The Wankel engine appears to have a bright future ahead as Mazda spills the beans about a revival of the rotary in an upcoming replacement for the sporty RX-8. U.K.-based AutoExpress says the automaker is eschewing the idea of turbocharging its rotary in favor of its trendy and efficient ‘SkyActiv’ engineering methods. Though no solid details have been confirmed, Mazda seems to have conveyed a few "understandings" to AE in regards to the car’s structure and engine performance targets.
Besides the high-revving rotary, the upcoming car is said to be based on a stretched version of the soon-to-be-unveiled, next-gen MX-5 Miata. It’s likely the chassis will have to undergo some strengthening in order to deal with the larger amounts of horsepower. Though it will be beefed up, Mazda will surely work hard to keep the new vehicle under the old RX-8’s 2,888-pound curb weight.
The RX-8 replacement is expected to hit showrooms for the 2017 model year after it makes its world debut in 2016.
Click past the jump to read Mazda’s powertrain performance targets.
2017 Mazda RX-8 Replacement
The new Wankel Rotary engine is said to be undergoing a heavy makeover under Mazda’s ‘SkyActiv’ philosophy; low weight, higher compression ratio, and quick revs are all part of the plan. It’s also a goal of Mazda to reduce the Wankels inherent thirst for oil and fuel. Innovative new gaskets will be required on the three tips of each rotor to help in these areas.

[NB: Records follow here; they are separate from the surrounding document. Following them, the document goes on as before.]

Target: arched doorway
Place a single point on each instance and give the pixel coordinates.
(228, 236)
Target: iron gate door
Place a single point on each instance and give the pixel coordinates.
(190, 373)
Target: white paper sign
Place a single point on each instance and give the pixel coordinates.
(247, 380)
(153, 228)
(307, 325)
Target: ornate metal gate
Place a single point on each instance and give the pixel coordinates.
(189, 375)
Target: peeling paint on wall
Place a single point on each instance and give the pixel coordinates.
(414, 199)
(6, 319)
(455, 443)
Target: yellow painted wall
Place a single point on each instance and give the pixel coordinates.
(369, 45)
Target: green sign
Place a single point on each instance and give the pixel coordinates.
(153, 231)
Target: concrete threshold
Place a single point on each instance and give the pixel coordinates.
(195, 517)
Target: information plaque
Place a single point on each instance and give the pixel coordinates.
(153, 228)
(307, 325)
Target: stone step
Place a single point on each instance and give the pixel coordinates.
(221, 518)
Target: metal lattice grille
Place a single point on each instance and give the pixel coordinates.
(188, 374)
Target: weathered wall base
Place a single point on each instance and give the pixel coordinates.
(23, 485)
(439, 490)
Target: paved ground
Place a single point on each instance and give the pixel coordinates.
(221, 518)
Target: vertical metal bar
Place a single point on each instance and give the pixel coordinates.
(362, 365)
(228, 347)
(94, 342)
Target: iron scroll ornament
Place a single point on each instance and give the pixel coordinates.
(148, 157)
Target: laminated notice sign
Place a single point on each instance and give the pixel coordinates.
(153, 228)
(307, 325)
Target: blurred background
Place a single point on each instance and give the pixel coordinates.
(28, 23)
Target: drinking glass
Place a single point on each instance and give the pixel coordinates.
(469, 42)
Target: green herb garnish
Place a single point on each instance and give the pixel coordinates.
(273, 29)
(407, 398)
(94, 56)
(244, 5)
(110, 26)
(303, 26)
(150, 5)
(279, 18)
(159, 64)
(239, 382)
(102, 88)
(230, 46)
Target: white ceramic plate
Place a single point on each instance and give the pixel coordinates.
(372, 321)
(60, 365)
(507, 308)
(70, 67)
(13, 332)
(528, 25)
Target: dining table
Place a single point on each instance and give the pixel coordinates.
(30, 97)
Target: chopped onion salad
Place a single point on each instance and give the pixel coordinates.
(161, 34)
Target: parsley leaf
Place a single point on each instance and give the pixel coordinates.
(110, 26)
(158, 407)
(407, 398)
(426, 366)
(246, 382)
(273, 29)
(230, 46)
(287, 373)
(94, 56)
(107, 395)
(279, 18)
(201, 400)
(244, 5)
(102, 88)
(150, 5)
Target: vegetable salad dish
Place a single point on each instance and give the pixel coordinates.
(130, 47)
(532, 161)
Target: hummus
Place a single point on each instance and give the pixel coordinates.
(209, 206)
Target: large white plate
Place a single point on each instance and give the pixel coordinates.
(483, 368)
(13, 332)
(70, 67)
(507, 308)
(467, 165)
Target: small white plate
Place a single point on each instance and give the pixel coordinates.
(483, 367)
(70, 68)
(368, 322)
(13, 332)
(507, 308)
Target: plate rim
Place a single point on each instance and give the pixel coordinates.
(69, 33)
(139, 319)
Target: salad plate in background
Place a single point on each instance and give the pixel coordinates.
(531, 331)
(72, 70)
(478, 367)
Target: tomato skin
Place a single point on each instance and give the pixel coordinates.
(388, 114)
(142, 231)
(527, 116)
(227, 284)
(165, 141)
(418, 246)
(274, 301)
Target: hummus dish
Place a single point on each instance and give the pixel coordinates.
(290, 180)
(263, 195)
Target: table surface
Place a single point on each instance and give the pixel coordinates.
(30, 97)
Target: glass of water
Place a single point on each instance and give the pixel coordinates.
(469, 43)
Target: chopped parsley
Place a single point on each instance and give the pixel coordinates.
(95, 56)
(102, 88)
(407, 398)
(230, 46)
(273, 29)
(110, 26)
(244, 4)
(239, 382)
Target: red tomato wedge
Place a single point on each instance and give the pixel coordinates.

Though its possible to turbo charge a Wankel, Mazda is reportedly staying away from the idea — both as a cost- and fuel-saving measure. Despite the lack of forced induction, Mazda reportedly has a goal of 300 horsepower — 62 more ponies than the old rotary engine found in the RX-8. Adding more torque is also a high priority, though Mazda didn’t announce its targeted number. Thankfully, the new car is said to keep the traditional front-engine, rear-wheel-drive layout.
The 2017 launch of the RX-8 replacement — its name is still undetermined — coincides with the 50th anniversary of the original 1967 Mazda Cosmo, a two-seat, grand-touring car not imported into the U.S.
Why It Matters
Mazda has a long history with grand touring cars, especially the famed RX-7 and later RX-8. The revival of such a platform powered by a SkyActiv-engineered Wankel Rotary engine is a big deal to the Japanese automaker. Besides the top-line grand touring cars, Mazda also has a rich history of auto racing to pay tribute to and continually honor with its future products.
Look for the new RX-8 replacent to be a strong competitor to the Toyota 86, Subaru BRZ, and Scion FR-S.
The RX-8 served as the replacement for the iconic RX-7, though the 8 was a bit of a departure from the 7’s two-door, two-seat design. The new car debuted for the 2003 model year and featured two conventional doors for access to the front two seats and two rear-facing "suicide" doors for access in to the rear two seats. The design was nearly revolutionary in the industry, but never gained much ground with integration from other automakers.
The RX-8 came powered by a 1.3-liter, two-rotor Wankel engine making 247 horsepower in its "High Power" form. Sin ce the rotary engine enjoys a design with little reciprocating mass, the engine’s red line was set at 9,000 rpm. A six-speed manual, five-speed manual, or a six-speed automatic was available to send power to the rear wheels.